Closed liuzuxin closed 1 year ago

liuzuxin commented 1 year ago

Hi @Cranial-XIX @zhuyifengzju , thanks for the great work! Impressive! I have a few questions:

  1. The model checkpoint links on the website are empty. I would like to know when these checkpoints are available.
  2. If I understand correctly, each spatial, goal, object dataset contains 10 tasks defined by 10 language instructions. Each task contains 50 fixed initial states, and each initial state has its corresponding demonstrations in the dataset, right?
  3. Regarding the pretraining experiment in Figure 3, what does the success rate mean? Are the results averaged over all LIBERO_10 tasks after performing full fine-tuning on LIBERO_10? It is really unclear to me what are the settings for the results and the methods (particularly w/o pretraining and multitask) in Figure 3. Also, I am curious whether there are any intuition or insights why pretraining on LIBERO_90 do not work well.
  4. Where could we find the results (succ. rate) of pretraining on LIBERO_90 and then testing on LIBERO_90?

Again, I am very interested in this work and feedback would be highly appreciated. Thanks in advance.

Cranial-XIX commented 1 year ago

Thanks for your interest in our work!

  1. We will provide the checkpoints soon.
  2. 1 task has 50 demonstrations and 50 initial states, the initial states are not necessarily the same as the initial state in the demonstration, but they are sampled i.i.d from the same initial state distribution. By doing so, we can test the in-distribution generalization.
  3. The success rate means the average success rate on LIBERO_10, using an initial network from scratch or from a pretrained model. For comparison, we also provide the average success rates on LIBERO_10 using multitask learning, as it serves as an upper bound.
  4. We do not provide success. rate results on LIBERO_90, but it can be recovered once we provide the pretrained checkpoints.

Thanks again for reaching out and sorry for the wait. We are still developing the codebase.

liuzuxin commented 1 year ago

Thanks for your reply! Looking forward to the release.

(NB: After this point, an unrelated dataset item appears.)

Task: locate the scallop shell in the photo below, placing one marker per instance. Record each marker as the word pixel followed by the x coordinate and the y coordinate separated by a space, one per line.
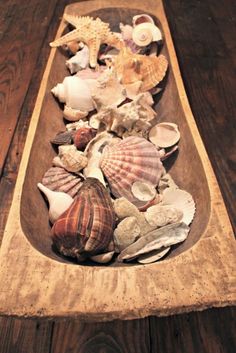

Regarding 2, do we need to evaluate each task by traversing over all 50 initial states to get an unbiased estimation? Or alternatively, using the same subset (such as 20 in your example evaluate.py code for evaluation is also fair for evaluation? Regarding 3, I am still a little confused about how to get the succ. rate, is it one of the AUC, FWT, NBT metrics proposed in the paper? Do you also apply sequential training for the pretrained and w/o pretrained models? Lastly, I am. also curious how does the maximum timestep 600 was selected? Is this value correspond to the maximum demonstration's length? Can we use smaller ones to accelerate evaluation?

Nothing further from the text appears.